In this post, I’m supposed to find another method of finding the **Greatest Common Factor** (**GCF**) and** Least Common Multiple** (**LCM**) other than the prime factorization.

This method goes the same for *both GCF and LCM*.

E.g. Find the GCF and LCM of **180** and **360**.

Step 1. Find **a single number** that can be **divided by both of them or is divisible by both numbers**.

180 and 360 can be divided by 10, 9, 2… but in this case, we will use 10 since it’ll get easier since it is a large number.

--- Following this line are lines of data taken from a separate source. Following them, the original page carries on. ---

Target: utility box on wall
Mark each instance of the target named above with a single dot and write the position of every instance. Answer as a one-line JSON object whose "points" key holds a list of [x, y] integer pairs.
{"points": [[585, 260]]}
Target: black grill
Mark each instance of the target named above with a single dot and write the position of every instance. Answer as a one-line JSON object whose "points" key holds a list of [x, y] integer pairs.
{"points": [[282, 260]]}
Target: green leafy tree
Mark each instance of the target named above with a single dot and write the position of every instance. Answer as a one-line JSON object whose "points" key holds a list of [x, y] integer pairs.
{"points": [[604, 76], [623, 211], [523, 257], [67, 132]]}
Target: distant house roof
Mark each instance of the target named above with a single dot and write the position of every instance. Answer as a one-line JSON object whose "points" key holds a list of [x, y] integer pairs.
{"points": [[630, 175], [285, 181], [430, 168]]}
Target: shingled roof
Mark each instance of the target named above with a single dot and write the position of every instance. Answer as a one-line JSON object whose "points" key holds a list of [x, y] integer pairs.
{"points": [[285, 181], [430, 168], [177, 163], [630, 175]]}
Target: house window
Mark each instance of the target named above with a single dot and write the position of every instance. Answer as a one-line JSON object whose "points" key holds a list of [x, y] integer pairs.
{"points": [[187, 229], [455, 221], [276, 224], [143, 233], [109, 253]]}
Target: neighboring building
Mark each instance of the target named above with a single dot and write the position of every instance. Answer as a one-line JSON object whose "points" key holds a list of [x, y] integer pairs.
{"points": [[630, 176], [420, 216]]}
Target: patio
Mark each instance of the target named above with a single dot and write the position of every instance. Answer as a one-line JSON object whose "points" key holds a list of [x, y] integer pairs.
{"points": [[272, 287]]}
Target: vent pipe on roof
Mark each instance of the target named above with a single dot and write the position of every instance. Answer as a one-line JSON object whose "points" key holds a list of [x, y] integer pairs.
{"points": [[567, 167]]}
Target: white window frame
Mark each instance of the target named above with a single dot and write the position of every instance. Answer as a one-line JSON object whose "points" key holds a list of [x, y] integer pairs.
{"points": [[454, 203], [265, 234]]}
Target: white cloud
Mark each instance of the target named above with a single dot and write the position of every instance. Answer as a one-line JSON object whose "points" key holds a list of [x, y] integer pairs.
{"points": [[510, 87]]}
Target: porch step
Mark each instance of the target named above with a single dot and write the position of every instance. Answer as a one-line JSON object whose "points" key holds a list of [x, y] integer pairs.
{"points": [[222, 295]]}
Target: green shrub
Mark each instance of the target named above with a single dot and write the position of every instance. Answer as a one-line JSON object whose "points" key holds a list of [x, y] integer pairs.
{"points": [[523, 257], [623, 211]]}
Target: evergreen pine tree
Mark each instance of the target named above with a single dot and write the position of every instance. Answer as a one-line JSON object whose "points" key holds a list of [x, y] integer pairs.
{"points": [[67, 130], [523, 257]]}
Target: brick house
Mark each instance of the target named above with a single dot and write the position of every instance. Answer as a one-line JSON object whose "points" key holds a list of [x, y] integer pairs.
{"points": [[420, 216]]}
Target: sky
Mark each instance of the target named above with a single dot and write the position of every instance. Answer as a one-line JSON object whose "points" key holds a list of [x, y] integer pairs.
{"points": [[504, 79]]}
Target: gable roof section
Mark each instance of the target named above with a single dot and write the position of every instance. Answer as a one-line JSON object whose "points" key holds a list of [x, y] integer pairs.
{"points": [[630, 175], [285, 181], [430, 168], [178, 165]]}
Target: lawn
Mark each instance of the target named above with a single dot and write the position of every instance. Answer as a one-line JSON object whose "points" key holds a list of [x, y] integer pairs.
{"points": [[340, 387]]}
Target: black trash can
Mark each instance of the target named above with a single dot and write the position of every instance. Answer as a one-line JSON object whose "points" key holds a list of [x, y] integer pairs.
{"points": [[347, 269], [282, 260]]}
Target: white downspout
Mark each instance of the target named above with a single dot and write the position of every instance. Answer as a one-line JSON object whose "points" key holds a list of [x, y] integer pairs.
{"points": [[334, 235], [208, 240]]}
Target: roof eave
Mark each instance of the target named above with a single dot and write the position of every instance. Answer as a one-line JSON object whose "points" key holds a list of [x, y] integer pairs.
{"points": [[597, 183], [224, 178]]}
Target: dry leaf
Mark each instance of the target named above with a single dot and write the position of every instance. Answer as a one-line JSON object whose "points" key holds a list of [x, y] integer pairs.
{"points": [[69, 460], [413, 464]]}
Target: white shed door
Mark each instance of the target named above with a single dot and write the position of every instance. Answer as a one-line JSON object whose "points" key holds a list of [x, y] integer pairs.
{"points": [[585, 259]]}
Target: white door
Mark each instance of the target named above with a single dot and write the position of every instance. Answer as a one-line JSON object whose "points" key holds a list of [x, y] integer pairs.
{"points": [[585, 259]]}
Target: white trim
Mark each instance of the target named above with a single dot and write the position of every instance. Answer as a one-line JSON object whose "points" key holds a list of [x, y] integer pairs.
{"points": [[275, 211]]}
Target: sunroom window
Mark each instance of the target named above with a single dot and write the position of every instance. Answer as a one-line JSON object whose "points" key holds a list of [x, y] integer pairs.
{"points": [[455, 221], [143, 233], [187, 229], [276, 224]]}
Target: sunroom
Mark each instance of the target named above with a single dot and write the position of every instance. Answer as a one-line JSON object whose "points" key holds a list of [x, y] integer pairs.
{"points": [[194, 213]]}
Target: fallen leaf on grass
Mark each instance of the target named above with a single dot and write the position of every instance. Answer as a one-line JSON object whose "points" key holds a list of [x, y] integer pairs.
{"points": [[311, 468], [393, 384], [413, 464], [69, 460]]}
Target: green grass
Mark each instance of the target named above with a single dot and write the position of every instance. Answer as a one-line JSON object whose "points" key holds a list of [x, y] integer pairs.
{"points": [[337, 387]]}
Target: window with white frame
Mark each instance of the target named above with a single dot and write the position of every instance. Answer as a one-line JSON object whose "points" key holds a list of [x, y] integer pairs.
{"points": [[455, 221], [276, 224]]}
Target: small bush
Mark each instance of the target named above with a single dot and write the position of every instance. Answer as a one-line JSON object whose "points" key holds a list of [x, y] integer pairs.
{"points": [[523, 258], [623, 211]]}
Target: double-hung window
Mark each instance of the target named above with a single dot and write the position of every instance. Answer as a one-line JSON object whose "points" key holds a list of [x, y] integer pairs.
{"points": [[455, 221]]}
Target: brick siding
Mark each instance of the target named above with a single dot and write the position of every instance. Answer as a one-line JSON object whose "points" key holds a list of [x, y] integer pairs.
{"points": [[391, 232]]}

Step 2. **Divide the base numbers by the number you chose.**

180/10 = 18

360/10 = 36

Step 3. **Repeat step one and step two**, and this time, *using the quotient of the two base numbers*, **until you reach the point where the quotients can’t be divided by a number anymore**.

18/9 = 2 | 36/9=4

2/2 = 1 | 4/2 = 2

Step 4.

**For finding GCF**: Now, to find the GCF,**get all the numbers you chose to divide the base numbers and the quotients by**. After that,**multiply all of them altogether**and the product of those numbers is the GCF.- The numbers I picked were 10, 9, and 2. So:
- 10 * 9 * 2 = 180.
- The GCF of 180 and 360 is 180.

**For finding LCM**: Now, to find the LCM,**get all the numbers you chose to divide the base numbers and the quotients by, also get the LAST quotients of your two numbers**. After that,**multiply all of them altogether**and the product of those numbers is the LCM.- The numbers I picked were 10, 9, 2 and the last quotients of the two numbers were 1 and 2, so:
- 10 * 9 * 2 * 1 * 2 = 360.
- Th LCM of 180 and 360 is 360.

Solution: Find the GCF and LCM of 180 and 360

If you have to ask me, I really prefer the method I learned in class, which is ** prime factorization **because it’s much easier to me and it doesn’t really do much work than this method I presented.